Prerequisites
- CMake 3.14 or later
- A C11 / C++17 compiler: GCC, Clang, or MSVC
- Git
Backend-specific requirements are listed in the relevant sections below.
Basic build
git clone https://github.com/ggml-org/ggml
cd ggml
mkdir build && cd build
cmake ..
cmake --build . --config Release -j 8
This produces the core ggml library and all examples in build/bin/. The
default build targets the CPU backend with native ISA optimizations enabled.
Backend builds
CUDA
Metal
Vulkan
HIP (AMD)
Requires the NVIDIA CUDA Toolkit (tested with CUDA 11.x and 12.x) and a
compatible NVIDIA GPU. Ensure nvcc is on your PATH.
cmake .. -DGGML_CUDA=ON
cmake --build . --config Release -j 8
Additional CUDA options:| Flag | Default | Description |
|---|
GGML_CUDA_FORCE_MMQ | OFF | Use MMQ kernels instead of cuBLAS |
GGML_CUDA_FORCE_CUBLAS | OFF | Always use cuBLAS instead of MMQ kernels |
GGML_CUDA_FA | ON | Compile FlashAttention CUDA kernels |
GGML_CUDA_GRAPHS | OFF | Enable CUDA graph capture (llama.cpp) |
GGML_CUDA_NO_VMM | OFF | Disable CUDA virtual memory management |
# Example: CUDA with cuBLAS forced on and FlashAttention for all quants
cmake .. -DGGML_CUDA=ON \
-DGGML_CUDA_FORCE_CUBLAS=ON \
-DGGML_CUDA_FA_ALL_QUANTS=ON
Metal is enabled by default on Apple platforms. macOS 12.3 or later is
recommended. The build requires Xcode Command Line Tools.
cmake .. -DGGML_METAL=ON
cmake --build . --config Release -j 8
By default the Metal shader library is embedded into the binary
(GGML_METAL_EMBED_LIBRARY=ON). To disable embedding:cmake .. -DGGML_METAL=ON -DGGML_METAL_EMBED_LIBRARY=OFF
Additional Metal options:| Flag | Default | Description |
|---|
GGML_METAL_NDEBUG | OFF | Disable Metal debugging |
GGML_METAL_SHADER_DEBUG | OFF | Compile Metal with -fno-fast-math |
GGML_METAL_MACOSX_VERSION_MIN | “ | Minimum macOS deployment target |
Vulkan support requires the Vulkan SDK
to be installed and VULKAN_SDK to be set in your environment. cmake .. -DGGML_VULKAN=ON
cmake --build . --config Release -j 8
Additional Vulkan options:| Flag | Default | Description |
|---|
GGML_VULKAN_CHECK_RESULTS | OFF | Run op correctness checks |
GGML_VULKAN_DEBUG | OFF | Enable Vulkan debug output |
GGML_VULKAN_VALIDATE | OFF | Enable Vulkan validation layers |
GGML_VULKAN_MEMORY_DEBUG | OFF | Enable memory debug output |
Requires ROCm 5.x or later. Set CMAKE_PREFIX_PATH or
ROCM_PATH to your ROCm installation directory before configuring.
cmake .. -DGGML_HIP=ON
cmake --build . --config Release -j 8
Additional HIP options:| Flag | Default | Description |
|---|
GGML_HIP_GRAPHS | OFF | Enable HIP graph capture (experimental) |
GGML_HIP_ROCWMMA_FATTN | OFF | Enable rocWMMA for FlashAttention |
GGML_HIP_MMQ_MFMA | ON | Enable MFMA MMA for CDNA in MMQ |
General CMake options
These options apply to all build configurations.

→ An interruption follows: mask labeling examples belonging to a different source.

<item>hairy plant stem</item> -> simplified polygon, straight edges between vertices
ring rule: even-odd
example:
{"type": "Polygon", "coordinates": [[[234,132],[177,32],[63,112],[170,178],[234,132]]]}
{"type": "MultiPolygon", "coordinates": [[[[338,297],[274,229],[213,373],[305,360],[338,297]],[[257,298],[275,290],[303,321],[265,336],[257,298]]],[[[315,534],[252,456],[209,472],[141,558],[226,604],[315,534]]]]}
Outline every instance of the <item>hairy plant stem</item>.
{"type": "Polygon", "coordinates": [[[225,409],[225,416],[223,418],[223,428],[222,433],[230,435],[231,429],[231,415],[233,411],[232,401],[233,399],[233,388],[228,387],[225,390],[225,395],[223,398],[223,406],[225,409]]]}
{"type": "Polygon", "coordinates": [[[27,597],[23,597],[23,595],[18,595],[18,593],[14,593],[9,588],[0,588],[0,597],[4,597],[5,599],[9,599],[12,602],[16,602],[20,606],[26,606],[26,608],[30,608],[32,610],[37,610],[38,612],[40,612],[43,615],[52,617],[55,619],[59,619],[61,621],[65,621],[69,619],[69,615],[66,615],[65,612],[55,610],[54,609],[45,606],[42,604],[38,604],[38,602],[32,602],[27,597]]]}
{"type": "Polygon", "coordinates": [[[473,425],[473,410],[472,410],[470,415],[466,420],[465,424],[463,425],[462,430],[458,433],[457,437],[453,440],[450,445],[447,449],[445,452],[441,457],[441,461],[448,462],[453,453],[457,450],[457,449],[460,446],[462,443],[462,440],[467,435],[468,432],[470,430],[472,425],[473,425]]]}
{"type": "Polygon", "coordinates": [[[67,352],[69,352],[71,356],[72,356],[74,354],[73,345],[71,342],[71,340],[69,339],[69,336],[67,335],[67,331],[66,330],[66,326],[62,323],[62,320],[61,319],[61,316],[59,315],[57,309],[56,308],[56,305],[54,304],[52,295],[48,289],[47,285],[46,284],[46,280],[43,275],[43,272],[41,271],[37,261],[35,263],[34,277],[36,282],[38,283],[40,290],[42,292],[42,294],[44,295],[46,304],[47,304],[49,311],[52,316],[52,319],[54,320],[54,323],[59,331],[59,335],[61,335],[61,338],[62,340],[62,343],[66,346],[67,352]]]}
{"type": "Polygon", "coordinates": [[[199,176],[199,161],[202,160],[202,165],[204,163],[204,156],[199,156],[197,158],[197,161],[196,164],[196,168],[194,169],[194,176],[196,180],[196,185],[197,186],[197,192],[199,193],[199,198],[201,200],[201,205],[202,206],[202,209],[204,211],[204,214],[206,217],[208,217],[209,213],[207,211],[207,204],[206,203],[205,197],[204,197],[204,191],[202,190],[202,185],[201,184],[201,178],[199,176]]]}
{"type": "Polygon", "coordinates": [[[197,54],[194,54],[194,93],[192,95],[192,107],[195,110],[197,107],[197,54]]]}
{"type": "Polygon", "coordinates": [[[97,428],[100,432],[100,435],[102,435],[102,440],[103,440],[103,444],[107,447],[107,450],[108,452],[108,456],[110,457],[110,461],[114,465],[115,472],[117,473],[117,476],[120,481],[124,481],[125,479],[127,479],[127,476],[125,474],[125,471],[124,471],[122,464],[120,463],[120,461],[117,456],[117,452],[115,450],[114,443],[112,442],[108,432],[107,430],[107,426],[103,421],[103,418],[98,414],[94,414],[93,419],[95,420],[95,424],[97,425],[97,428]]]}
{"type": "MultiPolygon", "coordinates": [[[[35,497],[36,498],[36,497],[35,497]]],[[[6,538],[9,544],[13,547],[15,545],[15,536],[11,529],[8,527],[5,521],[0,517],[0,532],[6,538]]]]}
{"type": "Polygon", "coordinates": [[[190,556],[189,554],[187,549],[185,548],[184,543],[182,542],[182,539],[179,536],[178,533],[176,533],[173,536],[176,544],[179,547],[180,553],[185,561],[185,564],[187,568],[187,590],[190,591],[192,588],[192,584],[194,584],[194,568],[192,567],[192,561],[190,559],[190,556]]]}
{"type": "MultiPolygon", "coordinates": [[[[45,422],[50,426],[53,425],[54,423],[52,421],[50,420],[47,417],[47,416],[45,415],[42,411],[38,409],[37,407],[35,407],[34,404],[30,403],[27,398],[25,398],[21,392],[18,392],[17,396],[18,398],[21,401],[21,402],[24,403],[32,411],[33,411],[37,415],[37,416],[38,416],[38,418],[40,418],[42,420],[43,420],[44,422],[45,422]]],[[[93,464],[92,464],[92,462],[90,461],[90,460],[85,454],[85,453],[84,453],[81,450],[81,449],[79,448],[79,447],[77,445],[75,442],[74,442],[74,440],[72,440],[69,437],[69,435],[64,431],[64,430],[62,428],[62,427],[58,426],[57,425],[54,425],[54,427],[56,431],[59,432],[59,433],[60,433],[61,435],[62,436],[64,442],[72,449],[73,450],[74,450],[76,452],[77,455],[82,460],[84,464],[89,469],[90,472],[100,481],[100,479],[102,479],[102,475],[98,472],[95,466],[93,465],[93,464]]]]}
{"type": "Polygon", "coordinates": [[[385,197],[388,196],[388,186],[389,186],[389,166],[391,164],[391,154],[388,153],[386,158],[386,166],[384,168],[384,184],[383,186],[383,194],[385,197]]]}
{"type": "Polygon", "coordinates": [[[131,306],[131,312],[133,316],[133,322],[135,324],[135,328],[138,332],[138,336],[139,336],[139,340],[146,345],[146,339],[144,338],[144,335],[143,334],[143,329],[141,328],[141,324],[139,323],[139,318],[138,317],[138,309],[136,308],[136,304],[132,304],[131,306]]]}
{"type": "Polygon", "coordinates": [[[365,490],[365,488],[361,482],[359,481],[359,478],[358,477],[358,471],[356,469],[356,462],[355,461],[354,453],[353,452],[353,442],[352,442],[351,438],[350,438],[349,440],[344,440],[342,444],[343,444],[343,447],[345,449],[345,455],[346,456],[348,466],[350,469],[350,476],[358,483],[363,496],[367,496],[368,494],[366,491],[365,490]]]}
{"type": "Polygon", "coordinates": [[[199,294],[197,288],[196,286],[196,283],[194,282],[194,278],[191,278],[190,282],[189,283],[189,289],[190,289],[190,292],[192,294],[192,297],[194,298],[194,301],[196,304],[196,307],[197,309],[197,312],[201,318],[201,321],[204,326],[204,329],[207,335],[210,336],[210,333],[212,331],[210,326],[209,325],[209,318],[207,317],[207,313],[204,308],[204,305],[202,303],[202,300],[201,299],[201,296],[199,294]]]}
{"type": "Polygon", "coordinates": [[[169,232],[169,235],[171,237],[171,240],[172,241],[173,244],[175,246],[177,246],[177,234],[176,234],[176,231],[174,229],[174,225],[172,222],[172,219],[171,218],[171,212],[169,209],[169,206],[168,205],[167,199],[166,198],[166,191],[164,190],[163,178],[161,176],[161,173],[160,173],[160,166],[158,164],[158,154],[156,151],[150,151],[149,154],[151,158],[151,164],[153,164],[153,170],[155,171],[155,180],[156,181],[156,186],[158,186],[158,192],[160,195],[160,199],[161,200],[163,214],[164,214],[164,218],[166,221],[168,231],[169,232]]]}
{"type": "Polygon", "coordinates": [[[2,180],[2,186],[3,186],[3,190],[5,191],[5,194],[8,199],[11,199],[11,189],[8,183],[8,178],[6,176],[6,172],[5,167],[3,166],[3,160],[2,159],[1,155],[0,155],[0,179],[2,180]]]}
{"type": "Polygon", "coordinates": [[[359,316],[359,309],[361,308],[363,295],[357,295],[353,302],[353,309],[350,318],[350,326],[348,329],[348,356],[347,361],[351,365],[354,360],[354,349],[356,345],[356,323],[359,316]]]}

| Flag | Default | Description |
|---|
GGML_STATIC | OFF | Static link libraries |
GGML_NATIVE | ON | Optimize for the host CPU (enables AVX2, etc.) |
GGML_LTO | OFF | Enable link-time optimization |
GGML_CCACHE | ON | Use ccache if available |
GGML_BACKEND_DL | OFF | Build backends as dynamic libraries |
BUILD_SHARED_LIBS | ON | Build shared instead of static libraries |
GGML_OPENMP | ON | Use OpenMP for CPU multi-threading |
CPU instruction set options
When GGML_NATIVE=ON (the default), the compiler detects and enables all
supported ISA extensions automatically. Set individual flags only when
cross-compiling or targeting a specific baseline.
| Flag | Description |
|---|
GGML_AVX | Enable AVX |
GGML_AVX2 | Enable AVX2 |
GGML_AVX512 | Enable AVX-512F |
GGML_FMA | Enable FMA |
GGML_F16C | Enable F16C |
GGML_SSE42 | Enable SSE 4.2 |
GGML_BMI2 | Enable BMI2 |
Example — build for a fixed AVX2 baseline without native detection:
cmake .. -DGGML_NATIVE=OFF \
-DGGML_AVX=ON \
-DGGML_AVX2=ON \
-DGGML_FMA=ON \
-DGGML_F16C=ON